Makes about 4 dozen crackers
Serve these delicious crackers with a light summer salad.
- 2 cups all-purpose flour
- 1 tablespoon sugar
- 1/2 teaspoon salt
- 2 teaspoons onion powder
- 1 teaspoon garlic powder
- 1/4 teaspoon cayenne pepper
- 2 tablespoons butter
- 3/4 cup flaxseed
- 2/3 cup water
- Additional flour for dusting
- 1/2 tablespoon kosher salt
1. Place the flour, sugar, salt, onion powder, garlic powder, and cayenne in a large bowl and stir until well mixed. Cut in the butter with two knives or a pastry blender. Add the flaxseed and mix well. Add the water, stirring until the flour is completely moistened.
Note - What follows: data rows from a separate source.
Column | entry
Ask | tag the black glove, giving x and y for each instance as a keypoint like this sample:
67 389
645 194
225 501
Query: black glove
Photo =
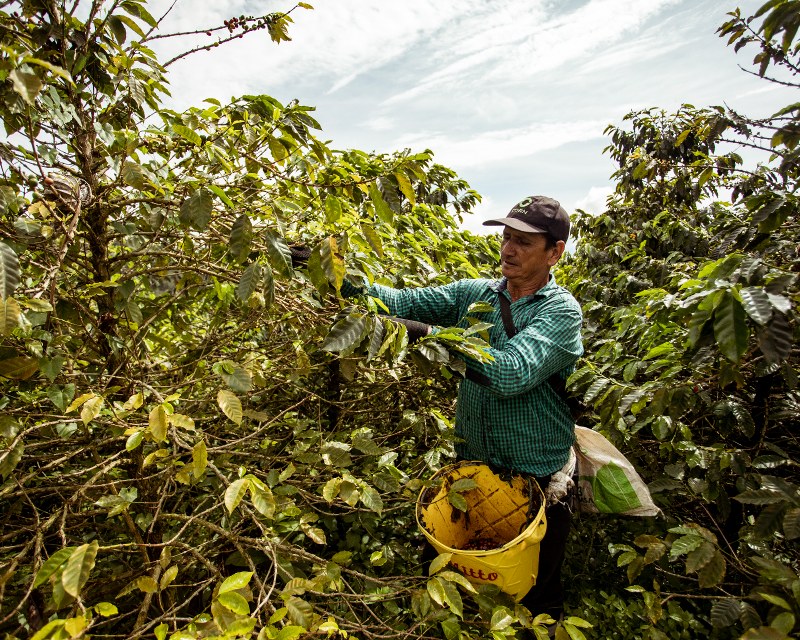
300 254
416 330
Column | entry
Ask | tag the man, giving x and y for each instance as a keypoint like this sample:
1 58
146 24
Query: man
509 413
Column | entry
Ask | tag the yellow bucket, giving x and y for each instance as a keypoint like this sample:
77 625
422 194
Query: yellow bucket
496 541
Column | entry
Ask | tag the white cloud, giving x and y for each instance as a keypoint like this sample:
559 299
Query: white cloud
501 145
594 202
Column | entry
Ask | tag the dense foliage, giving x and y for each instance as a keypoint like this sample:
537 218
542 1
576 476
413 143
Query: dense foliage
200 440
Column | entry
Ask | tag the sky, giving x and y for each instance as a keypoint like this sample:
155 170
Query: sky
513 95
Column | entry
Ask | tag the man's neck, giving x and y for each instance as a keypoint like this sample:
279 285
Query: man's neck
519 290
2. Cut the dough in two. Place one half on a lightly oiled 12-by-14-inch sheet of aluminum foil. Pat it into an 8-inch round. Dust a rolling pin generously with flour and roll the dough to about 1/16-inch thickness. Cut out a rectangle about 8 by 12 inches. Score it with a knife or pizza cutter into 2-inch squares (do not cut completely through the dough). Place the foil and dough on a cookie sheet and sprinkle with half the kosher salt. Repeat with the remainder of the dough and salt.
3. Bake at 400°F for 7 to 9 minutes, or until the edges of the crackers are light golden. Lift the foil carefully and turn it over so that the dough is face down on the cookie sheet. Peel off the foil and bake the dough 5 to 7 minutes longer, or until the crackers are beige to very light brown.
4.Remove them from the oven and place on a rack to cool. When the crackers are cool, break them into squares.